Gray, Bingham, and Peyton played only a handful of live dates, but Screaming Gypsy Bandits kept performing. At this time, the band-including Gray, Bingham's high school friend Brendan Harkin, drummer Rick Lazar, bassist Eric Hochberg, and Lloyd T. Jones Jr.---gigged as opener for Frank Zappa, Captain Beefheart and the Magic Band, the Mahavishnu Orchestra, and Sly and the Family Stone. After Mock Up, Gray took off for New York, and in late 1972, Peyton and Bingham-whose musical relationship continued even as their romance faltered-relocated to Albany, New York. They'd reside in a house owned by Ron Kurtz, who had ended his stay at Needmore by leaving this biting note: "I could carve a better commune out of a baked potato."

Three songs from 1973's In the Eye album-conceived in part at the Albany house, and later in New York City-appear on this reissue. "All This Waiting," featuring a placid chromatic guitar figure and three criss-crossed vocals, would later appear remixed on 1977's Intuition. "Path of Light" rides a pair of drones and Peyton's overdubbed voice to merge with the organ part and pennywhistle. Written about an enigmatic child at Needmore, "White Teeth" puts tabla and sitar atop folk guitar and a sixteenth-note pattern to delve still further into Indian fusion. Restless creativity had brought Peyton and Bingham some distance from the safety of singer-songwriter pop.

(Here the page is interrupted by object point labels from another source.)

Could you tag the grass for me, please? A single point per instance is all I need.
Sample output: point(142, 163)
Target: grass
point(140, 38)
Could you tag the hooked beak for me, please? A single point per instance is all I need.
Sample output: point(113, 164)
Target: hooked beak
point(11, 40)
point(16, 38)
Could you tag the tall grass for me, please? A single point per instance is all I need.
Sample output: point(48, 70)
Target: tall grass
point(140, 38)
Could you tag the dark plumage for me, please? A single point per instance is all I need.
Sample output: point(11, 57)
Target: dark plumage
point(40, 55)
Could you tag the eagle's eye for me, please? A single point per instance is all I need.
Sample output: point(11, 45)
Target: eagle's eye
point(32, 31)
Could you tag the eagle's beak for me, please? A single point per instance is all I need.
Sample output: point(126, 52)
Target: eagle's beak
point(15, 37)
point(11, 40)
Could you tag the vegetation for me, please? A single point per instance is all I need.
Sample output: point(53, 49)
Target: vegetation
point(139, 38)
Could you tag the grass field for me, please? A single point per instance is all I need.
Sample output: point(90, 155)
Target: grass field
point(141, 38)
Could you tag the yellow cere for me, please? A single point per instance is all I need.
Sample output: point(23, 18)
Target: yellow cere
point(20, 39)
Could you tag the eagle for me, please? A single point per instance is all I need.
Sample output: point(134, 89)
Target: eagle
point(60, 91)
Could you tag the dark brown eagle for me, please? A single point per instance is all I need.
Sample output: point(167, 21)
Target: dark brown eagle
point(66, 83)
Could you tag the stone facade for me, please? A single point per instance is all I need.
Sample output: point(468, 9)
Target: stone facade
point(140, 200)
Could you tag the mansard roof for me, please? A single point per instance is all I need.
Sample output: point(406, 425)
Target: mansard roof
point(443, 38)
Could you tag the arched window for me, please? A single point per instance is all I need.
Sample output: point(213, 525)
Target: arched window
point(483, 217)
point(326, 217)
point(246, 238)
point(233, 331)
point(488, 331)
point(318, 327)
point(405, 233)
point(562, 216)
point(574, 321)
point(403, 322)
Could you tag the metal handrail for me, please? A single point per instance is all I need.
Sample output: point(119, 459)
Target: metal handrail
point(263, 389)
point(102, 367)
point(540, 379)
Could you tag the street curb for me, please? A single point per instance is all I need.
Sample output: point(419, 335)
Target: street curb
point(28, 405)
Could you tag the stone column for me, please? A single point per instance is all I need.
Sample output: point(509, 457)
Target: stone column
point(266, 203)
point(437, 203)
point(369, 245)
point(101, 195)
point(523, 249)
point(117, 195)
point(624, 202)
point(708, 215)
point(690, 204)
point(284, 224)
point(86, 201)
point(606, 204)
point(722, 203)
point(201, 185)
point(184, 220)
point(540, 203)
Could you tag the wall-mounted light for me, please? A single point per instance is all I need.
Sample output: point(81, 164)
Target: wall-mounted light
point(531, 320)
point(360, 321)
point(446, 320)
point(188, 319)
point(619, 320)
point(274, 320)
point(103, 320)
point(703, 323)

Mock Up's own thrillingly varied documentation-of a romantic and musical affair; of superb vocal technique pushed past the brink; of a collaboration that embraced the autocratic and cynical impulses of its composer-summed up a back-to-the-land experience that both Peyton and Bingham seemed intent on transcending from the very first note. But it was a document heard by almost no one. Though Bloomington nourished Peyton and Bingham, much of Mock Up consists of escape strategies and tales of provincial ennui. Peyton may've perceived herself as an interpreter and nothing more, a mere "chick singer" in thrall to Bingham's ironic subversion of sacred emotions and time-honored lyrical conventions. But such a view neglects the fraught dynamics of the recording studio and of the bedroom. Here were two crazy hippies who needed each other. Where Peyton was wounded yet full­ bodied, Bingham cracked wise and indulged his formalist tendencies. However reluctantly, Bingham's lyrics reveal true feelings as they are progressively liberated by Peyton's voice; Peyton reveals herself without ever being sure of just whose freedom she was actually embodying. Never at ease with its ties to the singer-songwriter genre and the classic American pop song, Mock Up truly mocks up both musical conventions.